That time of year has rolled around again, the spreadsheets are out, the accountant is asking sensible questions, and someone has inevitably said, ‘Right, what are we actually spending next year?’ When a private dental practice is planning its budget for the next tax year it’s tempting to focus on the big costs of staffing, equipment, materials, refurbishments and so on. However, there’s one line item that too often gets treated as an afterthought, namely digital marketing.
It’s important to remember that, for a long time now, digital marketing isn’t a nice to have, it’s the engine that keeps new patients walking through the door. Without it, even the most cutting edge practice with the best clinicians will start to feel very quiet, very quickly.
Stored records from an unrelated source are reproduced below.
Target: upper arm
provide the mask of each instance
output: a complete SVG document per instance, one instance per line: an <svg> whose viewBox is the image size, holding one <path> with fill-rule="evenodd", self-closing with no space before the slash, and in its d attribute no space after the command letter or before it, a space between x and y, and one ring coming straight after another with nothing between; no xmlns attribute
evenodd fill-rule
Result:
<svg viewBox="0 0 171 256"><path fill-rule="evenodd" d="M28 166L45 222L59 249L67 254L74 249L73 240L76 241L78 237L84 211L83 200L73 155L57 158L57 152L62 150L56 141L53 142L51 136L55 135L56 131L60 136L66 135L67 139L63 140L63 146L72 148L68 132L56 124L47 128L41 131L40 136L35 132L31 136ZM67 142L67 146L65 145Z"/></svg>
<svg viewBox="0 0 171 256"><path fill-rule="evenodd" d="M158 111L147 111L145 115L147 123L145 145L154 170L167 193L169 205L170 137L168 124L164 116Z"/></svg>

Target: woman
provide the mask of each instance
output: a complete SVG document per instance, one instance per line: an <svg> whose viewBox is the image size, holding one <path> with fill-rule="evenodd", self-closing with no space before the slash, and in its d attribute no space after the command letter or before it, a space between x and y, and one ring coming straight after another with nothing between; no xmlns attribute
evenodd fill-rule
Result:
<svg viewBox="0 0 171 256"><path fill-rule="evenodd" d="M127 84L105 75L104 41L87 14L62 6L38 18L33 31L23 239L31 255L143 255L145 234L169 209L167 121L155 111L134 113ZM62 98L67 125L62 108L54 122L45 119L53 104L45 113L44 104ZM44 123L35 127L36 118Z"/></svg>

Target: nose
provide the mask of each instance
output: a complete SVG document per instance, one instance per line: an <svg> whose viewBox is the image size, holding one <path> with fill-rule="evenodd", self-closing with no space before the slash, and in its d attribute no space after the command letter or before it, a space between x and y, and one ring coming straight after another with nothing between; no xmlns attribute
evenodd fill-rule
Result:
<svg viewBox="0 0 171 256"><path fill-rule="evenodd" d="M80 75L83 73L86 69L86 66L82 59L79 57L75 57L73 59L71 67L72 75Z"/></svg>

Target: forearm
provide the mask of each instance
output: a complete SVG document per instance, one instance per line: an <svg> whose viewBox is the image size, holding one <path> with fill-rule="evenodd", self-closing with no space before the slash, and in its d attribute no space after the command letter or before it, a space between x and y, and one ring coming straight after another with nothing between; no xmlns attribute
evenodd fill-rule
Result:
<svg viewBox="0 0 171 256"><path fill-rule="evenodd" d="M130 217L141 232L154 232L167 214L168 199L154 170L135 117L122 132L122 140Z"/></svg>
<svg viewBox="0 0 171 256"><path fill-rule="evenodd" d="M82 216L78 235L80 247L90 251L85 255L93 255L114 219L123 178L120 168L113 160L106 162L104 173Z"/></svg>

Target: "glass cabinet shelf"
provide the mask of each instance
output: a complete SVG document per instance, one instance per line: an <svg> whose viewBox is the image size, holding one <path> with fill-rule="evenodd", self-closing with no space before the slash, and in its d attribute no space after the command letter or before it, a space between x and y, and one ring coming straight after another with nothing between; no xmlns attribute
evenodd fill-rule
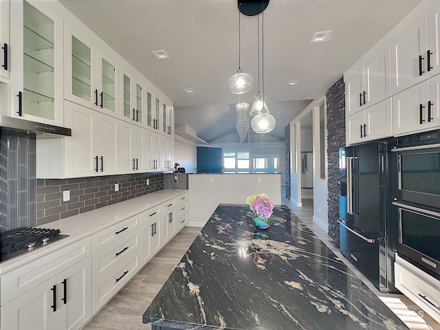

So here’s the million pound question, just how much should you be spending?
While there’s no one size fits all answer, the data says that private dental practices in the UK allocate somewhere between 5% to 12% of annual turnover to marketing, with the lion’s share of that going to digital channels. Practices that are aggressively growing, launching new treatments like Invisalign, implants or facial aesthetics or who’ve recently opened their doors often sit at the higher end of that range and they usually do so for good reason.
Digital marketing works because it’s measurable. Unlike old-fashioned advertising you can easily track exactly where your money is going and what it’s bringing back in. Website traffic, leads, calls, appointments, average cost per enquiry, it’s all trackable. Many practices fall into the trap of ‘on/off’ marketing, spending only when diaries are quiet, then tightening the purse strings once the books fill up. However, digital marketing doesn’t work like a tap you can turn on and off without consequences. It’s been proven that algorithms favour consistency and that audiences need repeated exposure. The 10 touch points before a sale is still areal thing.
I’d argue that the question ‘how much do we have to spend?’ is inherently a negative one, and a simple reframing of that question will put any investment in a much better light. ‘How much growth do we want, and what level of digital investment will get us there?’ is a far better question to ask yourself. And whilst you might not be popping champagne and singing Auld Lang Syne for the new tax year, you can still make a resolution not to neglect the one thing that’ll help your business grow.